A Bruxelles ricordano che qualcuno doveva pur pagare. La tempesta è cominciata in parallelo a quella greca, quando si è scoperto che le banche cipriote vantavano un'esposizione di oltre venti miliardi di euro nei confronti dei cugini ellenici, un buon 50% dei quali sarebbe andato perso con la "partecipazione dei privati" al salvataggio: era una somma doppia del pil isolano. Il tempo ha reso il quadro sempre meno sostenibile. Posto che sull'isola mediterranea nessuno, tantomeno lo stato, aveva i mezzi per ristrutturare la barca che affondava, il conto poteva avere solo tre intestatari: i contribuenti; i creditori; l'Europa e/o il Fmi.

Al punto in cui siamo - è il quinto salvataggio dal 2009 - la strada d'un intervento all'ombra della bandiera a dodici stelle non era praticabile, per molti motivi, a partire dal fatto che in Germania - il paese che per definizione paga più degli altri - si vota in settembre.

Non si poteva fare nemmeno per "soli" 10 miliardi, somma tutto sommato piccola. Volendo evitare un aumento della pressione fiscale generalizzato in tempo di recessione, alla fine non restava che disegnare un pacchetto composito che mirasse ai correntisti, sapendo fra l'altro che fra loro ci sono parecchi stranieri, sopratutto i russi.
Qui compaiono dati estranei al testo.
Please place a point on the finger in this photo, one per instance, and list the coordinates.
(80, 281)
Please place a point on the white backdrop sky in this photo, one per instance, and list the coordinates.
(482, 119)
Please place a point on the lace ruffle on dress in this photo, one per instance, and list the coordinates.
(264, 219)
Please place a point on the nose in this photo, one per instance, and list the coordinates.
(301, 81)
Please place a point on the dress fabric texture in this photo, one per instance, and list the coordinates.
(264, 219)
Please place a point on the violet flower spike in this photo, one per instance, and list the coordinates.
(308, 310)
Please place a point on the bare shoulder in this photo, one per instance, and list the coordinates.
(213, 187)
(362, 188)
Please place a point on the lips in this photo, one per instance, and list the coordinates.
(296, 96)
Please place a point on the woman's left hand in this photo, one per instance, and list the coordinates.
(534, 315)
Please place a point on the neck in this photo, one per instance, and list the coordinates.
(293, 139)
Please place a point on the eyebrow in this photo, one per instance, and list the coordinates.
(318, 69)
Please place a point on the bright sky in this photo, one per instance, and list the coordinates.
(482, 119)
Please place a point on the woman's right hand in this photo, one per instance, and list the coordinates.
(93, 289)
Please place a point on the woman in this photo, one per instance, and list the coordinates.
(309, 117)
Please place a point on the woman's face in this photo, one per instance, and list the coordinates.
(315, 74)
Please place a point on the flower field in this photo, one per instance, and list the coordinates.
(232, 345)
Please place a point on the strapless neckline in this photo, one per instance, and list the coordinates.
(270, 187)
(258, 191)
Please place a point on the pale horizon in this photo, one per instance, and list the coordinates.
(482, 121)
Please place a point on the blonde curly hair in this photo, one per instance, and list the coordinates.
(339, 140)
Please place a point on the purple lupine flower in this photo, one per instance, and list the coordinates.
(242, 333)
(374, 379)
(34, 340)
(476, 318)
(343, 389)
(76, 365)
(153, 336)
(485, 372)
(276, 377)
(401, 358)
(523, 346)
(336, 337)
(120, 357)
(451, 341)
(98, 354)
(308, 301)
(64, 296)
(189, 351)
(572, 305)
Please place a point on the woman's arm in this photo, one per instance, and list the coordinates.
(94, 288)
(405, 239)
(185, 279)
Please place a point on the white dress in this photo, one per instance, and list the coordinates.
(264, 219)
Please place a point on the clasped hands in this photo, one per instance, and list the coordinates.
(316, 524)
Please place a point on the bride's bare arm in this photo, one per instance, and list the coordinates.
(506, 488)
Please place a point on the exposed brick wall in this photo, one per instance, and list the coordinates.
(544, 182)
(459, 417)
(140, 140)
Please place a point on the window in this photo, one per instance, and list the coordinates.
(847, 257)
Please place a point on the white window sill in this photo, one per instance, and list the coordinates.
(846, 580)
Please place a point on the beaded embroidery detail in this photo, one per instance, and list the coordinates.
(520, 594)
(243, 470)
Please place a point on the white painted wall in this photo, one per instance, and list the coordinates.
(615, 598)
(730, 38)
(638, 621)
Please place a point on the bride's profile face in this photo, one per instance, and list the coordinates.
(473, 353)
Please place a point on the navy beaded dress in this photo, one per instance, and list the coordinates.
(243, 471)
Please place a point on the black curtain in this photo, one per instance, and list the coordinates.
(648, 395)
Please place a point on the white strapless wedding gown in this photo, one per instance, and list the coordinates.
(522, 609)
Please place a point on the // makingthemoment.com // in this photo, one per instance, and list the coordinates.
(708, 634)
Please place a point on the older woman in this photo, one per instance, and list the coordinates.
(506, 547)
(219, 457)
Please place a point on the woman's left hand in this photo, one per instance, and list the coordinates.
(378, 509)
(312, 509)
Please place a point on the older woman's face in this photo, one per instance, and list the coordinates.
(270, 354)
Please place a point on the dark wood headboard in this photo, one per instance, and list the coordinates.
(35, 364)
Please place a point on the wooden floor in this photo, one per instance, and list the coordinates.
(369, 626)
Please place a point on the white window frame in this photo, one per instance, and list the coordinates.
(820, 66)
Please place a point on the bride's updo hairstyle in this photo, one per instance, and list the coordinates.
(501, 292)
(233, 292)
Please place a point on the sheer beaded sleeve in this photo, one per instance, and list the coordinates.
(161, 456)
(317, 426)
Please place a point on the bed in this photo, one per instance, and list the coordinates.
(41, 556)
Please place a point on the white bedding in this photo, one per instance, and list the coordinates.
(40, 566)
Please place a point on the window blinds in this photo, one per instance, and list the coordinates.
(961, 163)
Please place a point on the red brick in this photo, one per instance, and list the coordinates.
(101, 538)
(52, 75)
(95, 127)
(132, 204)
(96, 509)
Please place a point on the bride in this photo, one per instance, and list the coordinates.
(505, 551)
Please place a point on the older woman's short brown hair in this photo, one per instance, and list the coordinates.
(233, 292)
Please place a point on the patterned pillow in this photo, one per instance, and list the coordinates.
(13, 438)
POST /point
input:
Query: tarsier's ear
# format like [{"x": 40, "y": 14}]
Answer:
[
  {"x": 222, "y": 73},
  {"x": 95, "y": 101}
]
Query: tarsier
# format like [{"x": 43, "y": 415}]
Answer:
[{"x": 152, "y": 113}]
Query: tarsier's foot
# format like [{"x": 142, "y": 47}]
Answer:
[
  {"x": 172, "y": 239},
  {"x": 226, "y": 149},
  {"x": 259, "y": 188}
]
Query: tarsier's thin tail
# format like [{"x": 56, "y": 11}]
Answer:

I quali, viene rimarcato, non hanno necessariamente le carte in regole in un'isola che - stando a numerosi osservatore - è centro dinamico di riciclaggio.

Così i detentori di conti correnti pagheranno il 6,75% sotto i centomila euro e il 9,9% sopra. Una volta soltanto. Non a fondo perduto come la tassa italiana che il governo Amato impose nell'estate del 1992. Agli scotennati sarà data una quota di azioni della loro banca pari all'imposta. Limita i danni. I quali, come ha detto il presidente Anastasiades, sarebbero stati maggiori se si fosse fatto altrimenti.

Vero o falso? Per i ciprioti è probabilmente vero. Per ottenere i fondi necessari per ricapitalizzare le banche, il governo ha promesso di introdurre nuove imposte sulla finanza e rivedere il sistema creditizio, i cui asset sono arrivati a pesare l'850% del pil. Se non avesse tassato i correntisti avrebbe dovuto colpire i contribuenti: invece, per metà, carica l'onere su degli stranieri, magari non del tutto limpidi.

Gli effetti per l'Europa sono incerti. Appena un altro universo bancario dovesse traballare, l'una tantum cipriota consiglierebbe di cambiare aria ai depositanti, col risultato di impanicare il sistema. I mercati potrebbe non gradire, anche se i creditori obbligazionari privilegiati sono stati esclusi dalla tosatura.

L'ultima incertezza è tutta comunitaria: il pacchetto deve essere approvato da tutti e diciassette i parlamenti dell'Eurozona. Sarà una corsa ad ostacoli che si preannuncia faticosa e potrebbe non essere priva di incidenti. Dalle nostre parti succede spesso.